Hâkim karar verdikten sonra kanun yollarına başvurulup bozulmadığı sürece kendiliğinden kararını değiştiremez. Ancak bazı hâllerde hüküm açık olmayabilir, hükmün uygulanması aşamasında tereddütler ortaya çıkabilir ya da birbirine aykırı fıkralar içerebilir. İşte Kanun, açık olmayan, uygulama aşamasında tereddüt yaratan ya da çelişkili olan hükmün açıklanması, tereddüt ve çelişkilerin giderilmesi için “hükümlerin tavzihi” müessesini düzenlemiştir.
Kesin hüküm ilkesi, mahkemenin verdiği karara geri dönüp değiştirmesine engeldir. Fakat, bir hükmün anlamının açık olmaması ya da çelişkili hüküm sonuçları içermesi nedeniyle hükmün gerçek anlamının saptanmasında güçlük çekildiği takdirde, tarafların hükmü veren mahkemeye başvurarak hükmün açıklığa kavuşturulmasını isteyebilecekleri genellikle kabul edilmektedir. Böylece, mahkeme verdiği hükmün gerçek anlamını ortaya koymaktan başka bir şey yapmayacağından, bundan kesin hükmün zarar görmesi söz konusu olmayacaktır.
Genel ilkelerden çıkarılması mümkün olan bu tavzih olanağını 6100 sayılı Kanun açık bir biçimde düzenlemiştir. 6100 sayılı Kanun’un m. 305/1’e göre, hüküm yeterince açık değilse ya da icrasında kuşku uyandırıyor veya birbirine aykırı hüküm sonuçları içeriyorsa, icrası tamamlanıncaya kadar taraflardan her biri hükmün açıklanmasını ya da duraksama veya aykırılığın giderilmesini isteyebilir. (Postacıoğlu, İlhan E./Altay, Sümer: Medenî Usûl Hukuku Dersleri, … 2020, s.784).
Açıklandığı üzere; hükümlerin tavzihi, hükmün müphem olması veya birbirine aykırı (çelişik) fıkralar ihtiva etmesi halinde, hükmün gerçek anlamının meydana çıkarılması için başvurulan bir yoldur.

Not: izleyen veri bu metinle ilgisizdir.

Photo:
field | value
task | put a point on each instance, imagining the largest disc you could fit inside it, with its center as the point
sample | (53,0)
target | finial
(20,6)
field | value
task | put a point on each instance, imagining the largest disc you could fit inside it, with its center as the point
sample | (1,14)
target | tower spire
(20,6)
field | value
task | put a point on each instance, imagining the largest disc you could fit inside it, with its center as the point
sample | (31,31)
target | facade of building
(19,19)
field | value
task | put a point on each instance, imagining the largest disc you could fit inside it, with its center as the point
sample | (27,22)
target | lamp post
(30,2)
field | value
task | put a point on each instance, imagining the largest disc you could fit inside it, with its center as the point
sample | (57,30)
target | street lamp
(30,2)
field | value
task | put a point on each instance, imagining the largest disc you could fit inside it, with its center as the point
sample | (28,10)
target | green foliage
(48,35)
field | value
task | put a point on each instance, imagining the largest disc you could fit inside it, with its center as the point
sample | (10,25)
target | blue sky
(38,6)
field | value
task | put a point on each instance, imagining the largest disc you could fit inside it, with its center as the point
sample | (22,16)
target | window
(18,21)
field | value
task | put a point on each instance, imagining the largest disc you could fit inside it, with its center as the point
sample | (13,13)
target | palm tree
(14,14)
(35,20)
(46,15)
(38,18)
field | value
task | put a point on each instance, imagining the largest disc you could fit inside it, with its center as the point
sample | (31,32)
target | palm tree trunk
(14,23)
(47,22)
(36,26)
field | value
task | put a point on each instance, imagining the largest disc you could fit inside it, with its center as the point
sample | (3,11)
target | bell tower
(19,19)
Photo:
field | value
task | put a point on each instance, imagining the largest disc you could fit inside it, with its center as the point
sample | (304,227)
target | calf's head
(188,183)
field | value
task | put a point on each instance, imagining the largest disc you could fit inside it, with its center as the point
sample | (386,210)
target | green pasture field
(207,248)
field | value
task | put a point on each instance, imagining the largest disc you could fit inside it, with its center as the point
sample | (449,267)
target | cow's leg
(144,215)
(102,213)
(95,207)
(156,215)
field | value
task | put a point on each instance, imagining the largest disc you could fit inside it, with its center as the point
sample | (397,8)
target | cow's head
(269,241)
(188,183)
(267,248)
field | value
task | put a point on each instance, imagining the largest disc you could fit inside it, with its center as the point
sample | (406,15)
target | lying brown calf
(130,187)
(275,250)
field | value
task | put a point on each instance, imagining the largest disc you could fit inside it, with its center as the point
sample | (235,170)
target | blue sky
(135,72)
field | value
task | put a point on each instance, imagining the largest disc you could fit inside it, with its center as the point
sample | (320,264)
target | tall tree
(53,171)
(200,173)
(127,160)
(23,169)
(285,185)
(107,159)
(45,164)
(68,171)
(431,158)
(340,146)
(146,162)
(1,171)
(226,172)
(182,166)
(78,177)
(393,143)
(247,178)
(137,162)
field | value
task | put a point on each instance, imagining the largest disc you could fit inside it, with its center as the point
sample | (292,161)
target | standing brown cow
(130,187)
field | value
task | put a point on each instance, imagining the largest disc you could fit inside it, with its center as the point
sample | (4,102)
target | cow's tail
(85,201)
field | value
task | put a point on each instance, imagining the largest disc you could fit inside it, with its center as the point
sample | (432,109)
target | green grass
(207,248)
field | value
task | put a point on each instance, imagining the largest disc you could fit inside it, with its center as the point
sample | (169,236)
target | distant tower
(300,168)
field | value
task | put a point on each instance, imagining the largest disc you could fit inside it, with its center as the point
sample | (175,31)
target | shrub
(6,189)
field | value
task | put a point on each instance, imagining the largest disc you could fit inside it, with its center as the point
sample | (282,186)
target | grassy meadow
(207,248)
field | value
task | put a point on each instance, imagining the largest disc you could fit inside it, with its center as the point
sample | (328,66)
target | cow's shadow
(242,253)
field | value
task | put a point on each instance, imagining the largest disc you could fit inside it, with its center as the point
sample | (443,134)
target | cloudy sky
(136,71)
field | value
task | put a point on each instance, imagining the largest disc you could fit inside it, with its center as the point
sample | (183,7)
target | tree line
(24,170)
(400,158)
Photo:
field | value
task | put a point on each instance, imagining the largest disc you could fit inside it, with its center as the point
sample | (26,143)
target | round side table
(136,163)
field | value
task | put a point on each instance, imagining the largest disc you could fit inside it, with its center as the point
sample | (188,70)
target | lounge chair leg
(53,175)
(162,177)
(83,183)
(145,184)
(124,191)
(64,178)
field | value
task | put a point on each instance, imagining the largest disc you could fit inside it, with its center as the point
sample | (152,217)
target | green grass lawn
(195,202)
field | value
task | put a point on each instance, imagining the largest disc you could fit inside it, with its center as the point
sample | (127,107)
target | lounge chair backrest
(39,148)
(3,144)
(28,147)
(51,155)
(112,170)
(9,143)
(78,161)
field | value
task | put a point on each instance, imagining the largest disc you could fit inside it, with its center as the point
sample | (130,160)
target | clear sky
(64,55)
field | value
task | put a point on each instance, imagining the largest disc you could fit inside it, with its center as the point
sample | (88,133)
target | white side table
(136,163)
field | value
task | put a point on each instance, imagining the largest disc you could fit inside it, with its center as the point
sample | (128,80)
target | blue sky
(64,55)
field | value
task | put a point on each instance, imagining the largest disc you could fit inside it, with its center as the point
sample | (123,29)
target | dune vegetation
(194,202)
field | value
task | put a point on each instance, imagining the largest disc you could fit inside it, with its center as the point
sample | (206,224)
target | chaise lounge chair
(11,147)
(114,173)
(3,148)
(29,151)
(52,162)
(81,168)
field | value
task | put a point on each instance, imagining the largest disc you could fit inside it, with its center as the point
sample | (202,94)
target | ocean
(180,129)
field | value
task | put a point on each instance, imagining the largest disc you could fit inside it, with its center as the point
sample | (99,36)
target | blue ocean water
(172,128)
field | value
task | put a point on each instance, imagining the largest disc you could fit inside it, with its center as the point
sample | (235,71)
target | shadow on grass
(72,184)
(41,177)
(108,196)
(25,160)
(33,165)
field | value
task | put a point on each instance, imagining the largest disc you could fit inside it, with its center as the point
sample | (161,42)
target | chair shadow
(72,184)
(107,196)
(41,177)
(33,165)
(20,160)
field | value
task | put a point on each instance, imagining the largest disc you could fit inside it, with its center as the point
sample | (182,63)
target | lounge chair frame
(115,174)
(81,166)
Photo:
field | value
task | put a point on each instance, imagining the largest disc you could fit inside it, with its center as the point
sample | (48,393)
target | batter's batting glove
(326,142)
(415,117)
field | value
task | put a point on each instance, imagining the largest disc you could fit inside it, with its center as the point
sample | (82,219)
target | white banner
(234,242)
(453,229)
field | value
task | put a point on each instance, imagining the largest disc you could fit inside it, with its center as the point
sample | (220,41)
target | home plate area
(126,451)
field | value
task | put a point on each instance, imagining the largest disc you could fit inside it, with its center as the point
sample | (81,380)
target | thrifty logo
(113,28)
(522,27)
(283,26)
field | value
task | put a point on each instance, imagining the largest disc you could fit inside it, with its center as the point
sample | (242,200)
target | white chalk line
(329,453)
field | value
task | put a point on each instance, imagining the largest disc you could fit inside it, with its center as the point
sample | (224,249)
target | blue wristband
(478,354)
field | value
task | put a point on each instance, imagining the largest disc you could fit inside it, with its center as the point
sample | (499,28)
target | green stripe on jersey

Yargılamanın iadesine karar verilmedikçe veya hüküm temyiz edilip bozulmadıkça, verilen hükmün değiştirilmesi mümkün değildir. Hükümlerin tavzihi de bunun bir istisnası olarak kabul edilemez.
Tavzih, kural olarak sadece hüküm fıkrası hakkında olur. Hükmün gerekçesinin açıklanması bakımından tavzih yoluna gidilemez. Ancak, hüküm fıkrası ile gerekçe arasında bir çelişki varsa, bu çelişkinin giderilmesi için tavzih yoluna başvurulabilir (YHGK.’nin 14.6.1967 tarihli ve 1967/9–462 Esas, 300 Karar sayılı ilamı).
Hâkim, tavzih yolu ile hükümde unutmuş olduğu talepler hakkında karar verip bunu kararına ekleyemeyeceği gibi, hüküm verirken unuttuğu vekâlet ücreti veya faiz hakkında tavzih yolu ile bir karar verip bunu hükmüne dâhil edemez. Aynı şekilde kısa kararla gerekçeli karar arasındaki çelişki de tavzih yolu ile giderilemez. Bütün bu anlatımlardan çıkan netice; tavzih yolu ile kesinleşmiş olan hüküm sınırlandırılamaz, genişletilemez ve değiştirilemez (Baki Kuru, Hukuk Muhakemeleri Usulü, cilt 5, Altıncı Baskı şehir 2001 cilt 5, s. 5270 vd.).
Somut olayda; İlk Derece Mahkemesince, davacı …’ un, taraflarca temyiz edilmeksizin kesinleşen hükmün tavzihin talep etmesi üzerine, hüküm kısmında adı geçenlerin bir kısmının isimleri çıkartılmak ve yeni isimler eklenmek suretiyle payların düzeltilmesine tavzihen karar verilmiştir.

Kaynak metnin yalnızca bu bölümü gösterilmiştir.